Many early synthesis systems used what has been referred to as a string re-writing mechanism as their central data structure. In this formalism, the linguistic representation of an utterance is stored as a string. Initially, the string contains text, which is then re-written or embellished with extra symbols as processing takes place. Systems such as MITalk [1] and the CSTR Alvey synthesizer [6] used this method.

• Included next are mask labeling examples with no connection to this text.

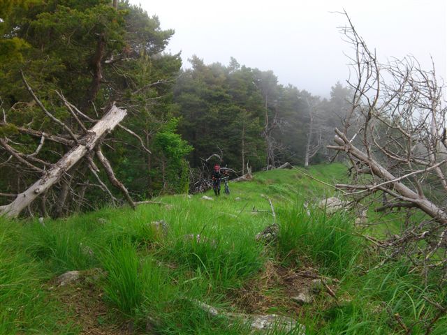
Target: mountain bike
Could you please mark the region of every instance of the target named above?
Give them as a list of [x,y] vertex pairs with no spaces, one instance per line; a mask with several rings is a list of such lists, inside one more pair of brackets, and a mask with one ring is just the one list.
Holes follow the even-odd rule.
[[224,181],[225,183],[225,194],[230,194],[230,188],[228,187],[228,179],[230,179],[230,176],[222,177],[221,178],[221,181]]

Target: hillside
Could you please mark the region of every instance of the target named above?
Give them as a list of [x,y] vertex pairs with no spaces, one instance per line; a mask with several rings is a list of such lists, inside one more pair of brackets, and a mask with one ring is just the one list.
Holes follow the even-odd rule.
[[316,208],[335,193],[306,174],[346,178],[337,164],[273,170],[212,200],[163,196],[45,226],[0,219],[0,334],[249,334],[242,313],[299,322],[263,334],[445,334],[428,302],[445,289],[402,261],[376,267],[355,216]]

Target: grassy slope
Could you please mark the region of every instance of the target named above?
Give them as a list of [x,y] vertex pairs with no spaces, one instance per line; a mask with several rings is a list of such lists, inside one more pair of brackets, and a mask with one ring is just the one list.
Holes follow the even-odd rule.
[[[306,173],[332,182],[346,172],[332,165]],[[243,325],[209,317],[195,299],[228,311],[292,316],[309,334],[404,334],[395,313],[412,334],[425,334],[427,325],[420,320],[430,324],[437,311],[423,297],[439,302],[446,292],[422,286],[405,264],[373,269],[376,255],[355,234],[352,218],[313,209],[333,190],[298,170],[262,172],[230,187],[229,196],[213,201],[202,194],[166,196],[159,200],[169,206],[105,208],[47,221],[45,228],[1,222],[0,334],[124,334],[129,325],[137,333],[247,333]],[[272,200],[280,224],[274,245],[254,238],[272,223],[263,195]],[[147,225],[157,220],[169,224],[167,236]],[[190,234],[200,234],[201,241],[184,237]],[[324,292],[309,306],[288,299],[292,288],[284,274],[309,267],[341,281],[338,302]],[[106,269],[108,277],[52,287],[55,276],[93,267]],[[441,317],[431,334],[445,334],[446,327]]]

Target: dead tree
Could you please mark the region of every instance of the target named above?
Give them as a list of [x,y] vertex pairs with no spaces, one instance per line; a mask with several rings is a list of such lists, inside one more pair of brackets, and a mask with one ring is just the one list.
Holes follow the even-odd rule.
[[[78,166],[82,164],[87,165],[89,168],[89,170],[99,183],[98,186],[101,189],[108,193],[115,201],[115,197],[113,197],[111,192],[101,180],[97,174],[99,170],[93,159],[95,154],[105,169],[105,172],[111,184],[117,186],[122,191],[128,202],[132,207],[134,207],[135,204],[129,195],[129,192],[124,185],[115,177],[112,166],[108,160],[103,154],[100,147],[100,144],[105,140],[106,135],[110,133],[123,120],[126,114],[126,111],[115,105],[112,105],[101,119],[94,120],[80,112],[75,106],[67,101],[61,94],[58,92],[63,105],[64,105],[69,111],[73,117],[73,119],[75,120],[75,124],[78,126],[76,129],[82,132],[82,134],[78,134],[75,130],[73,130],[74,128],[68,126],[67,124],[54,117],[46,109],[45,105],[34,94],[23,73],[22,73],[22,76],[27,89],[37,105],[42,110],[48,119],[57,126],[54,127],[54,128],[59,128],[61,129],[64,133],[53,135],[25,127],[16,127],[8,123],[7,113],[3,112],[3,121],[0,123],[0,126],[6,128],[12,128],[15,131],[24,135],[40,138],[40,141],[34,153],[26,154],[20,151],[20,143],[17,143],[6,135],[0,137],[0,149],[3,149],[3,153],[9,155],[9,158],[1,164],[7,165],[6,166],[9,166],[11,170],[13,169],[19,176],[24,173],[27,173],[28,174],[31,173],[33,176],[36,176],[38,179],[38,180],[31,186],[25,185],[24,187],[17,187],[17,190],[22,188],[24,191],[18,191],[17,194],[13,195],[15,200],[12,202],[4,206],[0,206],[0,215],[5,215],[8,217],[17,216],[24,209],[29,209],[29,206],[33,201],[39,195],[42,195],[41,211],[43,215],[45,215],[47,212],[45,199],[51,198],[51,195],[49,197],[48,191],[52,186],[57,183],[61,184],[61,191],[57,196],[52,195],[53,199],[52,199],[52,202],[57,204],[54,213],[56,216],[60,215],[64,210],[64,204],[67,198],[70,195],[73,198],[75,197],[75,194],[72,191],[71,184],[73,180],[77,180],[78,179],[78,177],[75,178],[76,170],[80,170],[85,172],[87,170],[87,168],[78,169],[77,168],[74,168],[75,165]],[[87,119],[87,122],[91,124],[89,129],[88,129],[89,127],[84,124],[81,119]],[[133,133],[130,130],[126,128],[125,130],[131,134]],[[68,151],[54,163],[40,158],[40,154],[43,151],[43,147],[48,142],[63,144],[65,147],[68,148]],[[2,150],[0,150],[0,152]],[[80,175],[82,178],[85,178],[85,172],[82,172]],[[85,193],[85,188],[88,186],[94,186],[95,185],[90,184],[88,179],[87,181],[82,180],[81,183],[78,181],[76,184],[82,184],[82,191],[80,193],[80,195],[78,195],[79,198],[80,198],[80,201],[82,202],[83,201]],[[9,196],[10,195],[8,195]],[[79,204],[77,204],[73,207],[79,207]]]
[[[17,216],[38,195],[45,193],[61,177],[82,158],[90,150],[94,149],[102,137],[110,132],[126,116],[126,110],[113,106],[110,110],[98,121],[87,134],[78,141],[78,144],[67,152],[61,160],[45,171],[42,171],[42,177],[31,187],[18,194],[14,201],[6,206],[0,207],[0,214],[9,217]],[[0,140],[3,147],[8,146],[5,140]],[[13,151],[11,151],[11,153]],[[24,163],[26,161],[24,161]]]
[[[309,130],[307,131],[307,142],[306,142],[306,154],[305,156],[305,168],[309,166],[309,161],[318,152],[322,145],[321,128],[316,124],[316,106],[311,105],[309,99],[306,99],[309,107]],[[314,141],[314,137],[316,137],[316,142]]]
[[[342,33],[354,50],[350,59],[355,75],[348,81],[353,90],[352,107],[344,129],[335,130],[336,145],[328,147],[347,156],[353,178],[351,184],[337,186],[357,198],[384,202],[378,209],[382,211],[423,211],[426,219],[407,226],[384,245],[392,248],[391,255],[406,253],[425,269],[445,265],[432,260],[447,241],[443,86],[434,66],[423,70],[412,57],[380,63],[344,14],[349,25]],[[374,195],[377,193],[386,197]],[[415,243],[420,239],[427,243]]]

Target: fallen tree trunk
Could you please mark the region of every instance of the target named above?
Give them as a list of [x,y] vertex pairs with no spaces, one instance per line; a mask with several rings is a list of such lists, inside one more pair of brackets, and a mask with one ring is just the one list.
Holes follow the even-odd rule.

There are many short comings in this formalism which have been previously recognized ([7], [4], [5], [8]). The main problem with the string formalism is that it soon becomes unwieldy for anything apart from the most trivial of tasks. Often the string becomes very complex with words, phrase symbols, stress symbols, phones etc all mixed in together. There are two main ways in which modules process such strings. Modules can work on this string directly, but the interpretation of the symbols often gets in the way of the algorithm itself. Alternatively, a module can parse the string into an internal format and let the algorithms use that. Although this may simplify the writing of the algorithms themselves, this is a very unwieldy approach as it means the string has to be parsed every time a module is called. Moreover, this often leads to each module having an individual internal data structure, which is unattractive from a programming point of view as new structures and techniques have to be learnt to understand the workings of any new module.
To lessen these problems, information is often deleted from the string so as to keep only what is perceived as essential information. For instance, after the grapheme to phoneme conversion, the orthographic form of the word may be deleted from the string. This can have unfortunate consequences in that information which might potentially be of use to a module may have been deleted by an earlier module.